Sigma Nought Uncertainty S1-GDRH

Hi everyone. I’m a physicist, and I’m currently working on S1 data to study soil moisture over bare agricultural soils. My question is: how much uncertainty do I have on my backscattering coefficient (sigma nought)? How much the processing of the data affects the natural uncertainty of the initial digital number? What is the uncertainty on the calibration constant?

I worked on GDR-H images from S1, and this is the processing algorithm I used to retrieve the backscattering values:
definitivo_singolo_subset_thermal_inizio_nocsv_source-target.xml (5.7 KB)
Notes: I didn’t make this from scratch, I used the GraphBuilder in SNAP. The subset node is necessary because of memory usage issues.

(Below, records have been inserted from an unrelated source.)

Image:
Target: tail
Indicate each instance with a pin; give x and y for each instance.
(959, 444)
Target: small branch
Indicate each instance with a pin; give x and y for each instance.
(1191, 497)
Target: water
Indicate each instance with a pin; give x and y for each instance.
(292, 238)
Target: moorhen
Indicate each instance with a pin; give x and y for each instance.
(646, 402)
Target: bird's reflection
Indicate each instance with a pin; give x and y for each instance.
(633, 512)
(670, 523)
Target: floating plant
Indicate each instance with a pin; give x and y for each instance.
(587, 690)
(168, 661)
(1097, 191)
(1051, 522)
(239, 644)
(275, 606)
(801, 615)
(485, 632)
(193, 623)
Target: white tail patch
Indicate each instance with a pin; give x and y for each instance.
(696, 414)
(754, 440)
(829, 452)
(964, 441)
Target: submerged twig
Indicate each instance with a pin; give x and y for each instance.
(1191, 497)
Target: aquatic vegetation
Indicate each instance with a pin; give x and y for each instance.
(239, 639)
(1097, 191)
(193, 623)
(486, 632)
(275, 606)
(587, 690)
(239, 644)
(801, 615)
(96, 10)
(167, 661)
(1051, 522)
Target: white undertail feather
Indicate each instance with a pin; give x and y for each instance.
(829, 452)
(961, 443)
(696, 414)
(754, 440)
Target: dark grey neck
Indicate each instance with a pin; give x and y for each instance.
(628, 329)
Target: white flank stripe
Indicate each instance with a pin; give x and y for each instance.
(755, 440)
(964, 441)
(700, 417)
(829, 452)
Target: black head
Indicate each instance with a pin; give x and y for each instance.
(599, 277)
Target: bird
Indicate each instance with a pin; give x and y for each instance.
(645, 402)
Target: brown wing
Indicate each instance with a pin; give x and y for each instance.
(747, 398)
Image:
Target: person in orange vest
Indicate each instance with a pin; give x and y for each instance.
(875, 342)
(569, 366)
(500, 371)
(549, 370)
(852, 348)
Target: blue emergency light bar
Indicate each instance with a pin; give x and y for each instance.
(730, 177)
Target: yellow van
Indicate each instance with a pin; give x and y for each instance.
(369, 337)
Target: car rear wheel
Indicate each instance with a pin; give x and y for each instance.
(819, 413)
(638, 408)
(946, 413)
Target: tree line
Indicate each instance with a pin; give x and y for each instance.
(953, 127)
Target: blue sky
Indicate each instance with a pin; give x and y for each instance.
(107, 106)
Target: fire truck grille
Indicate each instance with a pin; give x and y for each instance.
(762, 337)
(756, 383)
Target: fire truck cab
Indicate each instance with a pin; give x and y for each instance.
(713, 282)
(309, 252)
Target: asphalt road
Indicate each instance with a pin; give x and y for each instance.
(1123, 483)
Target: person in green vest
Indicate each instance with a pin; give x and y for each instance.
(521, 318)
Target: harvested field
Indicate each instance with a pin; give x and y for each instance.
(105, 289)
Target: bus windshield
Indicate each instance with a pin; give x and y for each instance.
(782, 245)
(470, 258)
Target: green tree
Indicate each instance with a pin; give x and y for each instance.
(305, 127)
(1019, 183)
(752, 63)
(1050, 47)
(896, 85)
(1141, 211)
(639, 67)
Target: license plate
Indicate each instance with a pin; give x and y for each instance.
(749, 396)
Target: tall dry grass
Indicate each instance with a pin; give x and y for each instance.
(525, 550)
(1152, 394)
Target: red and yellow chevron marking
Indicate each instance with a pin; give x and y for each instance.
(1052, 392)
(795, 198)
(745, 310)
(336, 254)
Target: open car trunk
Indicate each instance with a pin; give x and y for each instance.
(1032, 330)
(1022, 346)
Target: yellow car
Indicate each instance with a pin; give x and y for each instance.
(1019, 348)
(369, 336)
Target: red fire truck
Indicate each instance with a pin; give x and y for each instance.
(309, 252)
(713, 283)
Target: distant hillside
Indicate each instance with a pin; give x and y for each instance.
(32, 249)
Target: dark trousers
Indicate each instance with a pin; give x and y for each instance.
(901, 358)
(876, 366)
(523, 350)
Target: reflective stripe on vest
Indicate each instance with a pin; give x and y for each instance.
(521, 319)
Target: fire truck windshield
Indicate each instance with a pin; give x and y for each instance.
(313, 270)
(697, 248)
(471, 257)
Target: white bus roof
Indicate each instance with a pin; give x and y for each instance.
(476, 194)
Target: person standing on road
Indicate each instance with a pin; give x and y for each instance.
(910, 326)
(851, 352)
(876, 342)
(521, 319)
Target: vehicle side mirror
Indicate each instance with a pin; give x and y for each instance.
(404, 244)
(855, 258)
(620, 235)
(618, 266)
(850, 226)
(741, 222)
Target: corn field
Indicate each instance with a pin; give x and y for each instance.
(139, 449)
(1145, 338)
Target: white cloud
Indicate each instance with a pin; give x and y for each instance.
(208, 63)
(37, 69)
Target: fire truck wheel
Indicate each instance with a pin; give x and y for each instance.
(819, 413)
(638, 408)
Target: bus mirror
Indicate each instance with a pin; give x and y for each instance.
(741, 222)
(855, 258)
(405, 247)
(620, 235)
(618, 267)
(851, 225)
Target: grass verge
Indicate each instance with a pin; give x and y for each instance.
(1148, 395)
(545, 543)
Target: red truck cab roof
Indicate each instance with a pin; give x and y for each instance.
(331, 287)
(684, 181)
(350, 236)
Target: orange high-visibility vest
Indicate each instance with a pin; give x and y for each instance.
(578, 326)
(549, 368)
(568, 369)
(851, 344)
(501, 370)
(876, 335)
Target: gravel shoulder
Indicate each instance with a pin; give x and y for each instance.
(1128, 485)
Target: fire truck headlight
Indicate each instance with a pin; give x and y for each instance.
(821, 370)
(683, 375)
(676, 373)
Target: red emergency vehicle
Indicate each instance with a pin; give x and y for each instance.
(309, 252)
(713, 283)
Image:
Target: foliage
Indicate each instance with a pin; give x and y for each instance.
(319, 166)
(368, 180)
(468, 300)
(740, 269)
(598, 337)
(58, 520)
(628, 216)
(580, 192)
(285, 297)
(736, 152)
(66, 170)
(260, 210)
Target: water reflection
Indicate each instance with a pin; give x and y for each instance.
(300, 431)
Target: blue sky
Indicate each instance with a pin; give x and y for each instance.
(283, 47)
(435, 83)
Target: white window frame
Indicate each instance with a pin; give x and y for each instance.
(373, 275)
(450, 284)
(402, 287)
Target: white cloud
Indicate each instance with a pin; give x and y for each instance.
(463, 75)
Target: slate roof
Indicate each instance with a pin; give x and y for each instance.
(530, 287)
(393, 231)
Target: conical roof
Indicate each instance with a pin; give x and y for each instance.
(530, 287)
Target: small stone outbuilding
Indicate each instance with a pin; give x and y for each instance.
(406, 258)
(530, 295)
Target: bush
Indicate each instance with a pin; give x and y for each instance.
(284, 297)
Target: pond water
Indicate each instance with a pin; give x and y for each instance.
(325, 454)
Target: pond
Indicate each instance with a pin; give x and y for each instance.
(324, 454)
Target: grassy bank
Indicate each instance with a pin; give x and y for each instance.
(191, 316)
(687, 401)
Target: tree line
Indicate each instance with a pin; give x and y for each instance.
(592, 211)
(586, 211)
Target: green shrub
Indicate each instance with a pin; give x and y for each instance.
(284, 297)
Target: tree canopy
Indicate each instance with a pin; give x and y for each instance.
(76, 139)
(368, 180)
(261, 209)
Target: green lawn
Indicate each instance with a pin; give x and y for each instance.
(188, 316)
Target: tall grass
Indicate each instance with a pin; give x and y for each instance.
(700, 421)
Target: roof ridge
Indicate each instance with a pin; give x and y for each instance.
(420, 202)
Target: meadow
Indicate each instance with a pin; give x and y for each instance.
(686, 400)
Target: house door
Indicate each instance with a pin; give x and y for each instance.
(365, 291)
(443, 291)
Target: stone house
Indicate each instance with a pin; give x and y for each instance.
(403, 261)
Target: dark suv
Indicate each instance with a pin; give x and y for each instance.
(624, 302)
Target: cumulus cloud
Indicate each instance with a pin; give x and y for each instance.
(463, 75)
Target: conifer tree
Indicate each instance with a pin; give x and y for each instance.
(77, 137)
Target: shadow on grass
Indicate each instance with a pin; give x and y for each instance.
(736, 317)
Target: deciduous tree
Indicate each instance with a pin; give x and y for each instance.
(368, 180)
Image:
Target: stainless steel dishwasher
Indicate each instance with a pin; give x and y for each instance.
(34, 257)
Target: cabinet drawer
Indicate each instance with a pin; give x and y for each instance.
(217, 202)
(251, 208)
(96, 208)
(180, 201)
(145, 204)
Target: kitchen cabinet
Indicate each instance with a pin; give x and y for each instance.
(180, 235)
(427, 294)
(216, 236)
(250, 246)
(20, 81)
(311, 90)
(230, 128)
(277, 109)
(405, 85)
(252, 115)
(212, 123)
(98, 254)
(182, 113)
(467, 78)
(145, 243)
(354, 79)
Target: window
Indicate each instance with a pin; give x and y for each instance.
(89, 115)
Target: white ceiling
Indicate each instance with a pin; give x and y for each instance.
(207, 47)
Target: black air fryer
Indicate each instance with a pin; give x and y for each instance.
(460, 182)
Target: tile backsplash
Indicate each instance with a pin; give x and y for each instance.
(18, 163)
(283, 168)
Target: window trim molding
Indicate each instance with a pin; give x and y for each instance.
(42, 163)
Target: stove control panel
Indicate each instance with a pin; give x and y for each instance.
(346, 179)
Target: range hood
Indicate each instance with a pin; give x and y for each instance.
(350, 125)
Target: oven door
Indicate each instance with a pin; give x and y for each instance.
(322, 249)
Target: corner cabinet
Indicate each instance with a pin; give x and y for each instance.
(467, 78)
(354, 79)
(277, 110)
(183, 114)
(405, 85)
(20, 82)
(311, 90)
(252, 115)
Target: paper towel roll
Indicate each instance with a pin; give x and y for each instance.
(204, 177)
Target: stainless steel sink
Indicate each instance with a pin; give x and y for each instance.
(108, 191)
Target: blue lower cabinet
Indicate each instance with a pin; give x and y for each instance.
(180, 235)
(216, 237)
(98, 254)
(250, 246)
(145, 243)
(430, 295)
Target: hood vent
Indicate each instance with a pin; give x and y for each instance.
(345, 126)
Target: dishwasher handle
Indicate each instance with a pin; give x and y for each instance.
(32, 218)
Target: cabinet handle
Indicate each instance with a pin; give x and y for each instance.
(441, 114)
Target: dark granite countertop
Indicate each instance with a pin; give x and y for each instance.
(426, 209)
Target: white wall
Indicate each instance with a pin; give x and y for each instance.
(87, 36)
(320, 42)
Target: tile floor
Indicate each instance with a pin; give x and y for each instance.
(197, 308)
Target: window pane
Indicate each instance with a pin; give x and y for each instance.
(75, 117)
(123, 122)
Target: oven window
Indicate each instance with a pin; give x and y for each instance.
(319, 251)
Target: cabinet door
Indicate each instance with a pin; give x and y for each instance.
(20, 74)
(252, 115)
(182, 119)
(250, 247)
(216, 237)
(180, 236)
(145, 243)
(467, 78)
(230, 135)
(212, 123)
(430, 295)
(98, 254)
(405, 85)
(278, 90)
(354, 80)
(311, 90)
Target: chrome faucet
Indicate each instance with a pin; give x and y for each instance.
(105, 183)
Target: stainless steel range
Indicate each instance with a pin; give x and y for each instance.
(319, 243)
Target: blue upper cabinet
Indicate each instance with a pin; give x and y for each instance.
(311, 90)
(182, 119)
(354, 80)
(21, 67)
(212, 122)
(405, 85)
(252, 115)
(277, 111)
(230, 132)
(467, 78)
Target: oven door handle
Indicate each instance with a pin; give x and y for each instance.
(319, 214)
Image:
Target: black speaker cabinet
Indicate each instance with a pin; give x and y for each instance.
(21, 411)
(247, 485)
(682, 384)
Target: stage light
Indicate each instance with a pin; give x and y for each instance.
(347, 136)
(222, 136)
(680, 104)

It is unclear to me how much the initial DN is affected by such a processing, and what is its initial uncertainty. I really just need to know if it falls on the 5-10% or 0.1-1% side, and which are the ways to calculate it.

I would be very glad to start a conversation about this topic, given that I found no mention of uncertainties on any paper I’ve read so far. Is there a specific paper from the official documentation that could help me?

Thank you very much.

P.S. Any comment or suggestion on the way I am processing the data is highly appreciated.

The answer depends on at what level you want to look at the subject. One part is coming from the target itself and the deterministic (but random) speckle noise, which can be mitigated by filtering, and the second part depends on the instrument calibration, the scene properties etc.

Thank you very much. I was looking for a way to address the uncertainty introduced by the instrument calibration and processing of the images. I am studying a 15x15 pixel area by its mean backscattering coefficient, therefore I am using standard deviation (st.dev.) for the “statistical” part of the uncertainty. St.dev. is roughly 30-40% of the mean value in most of the data I am using, and I wondered if the “instrument” uncertainty was about 10% (not negligible with respect to st.dev.) or 1% (negligible).

Then you should look for reports on S-1 radiometric calibration, as it is an empirical measure on the stability of the instrument. Are you sure that your 15x15 pixel area is really homogeneous in the sense that the underlying backscattering-coefficient (without spekcle) should be the same for each pixel? You probably want to allocate some part of the observed st.dev for inhomogenities of the target, as few natural things are completely homogeneous.

edit: here is one relevant doc: https://sentinel.esa.int/documents/247904/685163/S1-Radiometric-Calibration-V1.0.pdf

Thanks a lot. I followed that same document for the radiometric calibration, to understand the maths involved, even though I let SNAP do all the work. Should I look for the error associated with the calibration costants (the values in the LUTs)? Or maybe I could use the measurements reported on the Cyclic Reports to get an accurate uncertainty?
I am referring to, for example: https://sentinel.esa.int/documents/247904/4074738/Sentinel-1B-N-Cyclic-Performance-Report-01-2020.pdf
There I found an average error associated with the measurements of the relative radar cross section of the corner reflectors. But what is the “relative” RCS? Relative to the maximum value? If I have something as (x+dx) dB for a certain swath and a certain angle, should I consider the error (±dx) an average error for measurement taken in the same swath and angle?

Regarding the area, it is mostly homogeneous. It covers small agricultural fields with no vegetation and no irrigation, but the tillage practices and probably the soil texture differ from field to field so I’m aware of roughness inhomogenities. I tried to apply a Lee Sigma once on a set of data, but i didn’t check the effect on st.dev. (it wasn’t my biggest concern at the time): should it improve it? I never wanted to use it because I couldn’t estimate its effect on the spatial resolution.
You’re right, I should put part of the blame on natural variations of the surface: is there any method to do it quantitatively, to try to reduce the st.dev. itself? I’ve read papers that use both S1 and S2 data to account for vegetation or anthropic features, but at the level of the study I am working on, it is a little too much. Maybe masking the high-reflectance parts with a threshold mask? As an example, there’s an electricity pole that falls in the study area (other than that there are no buildings or roads).

Thank you very much again for your time.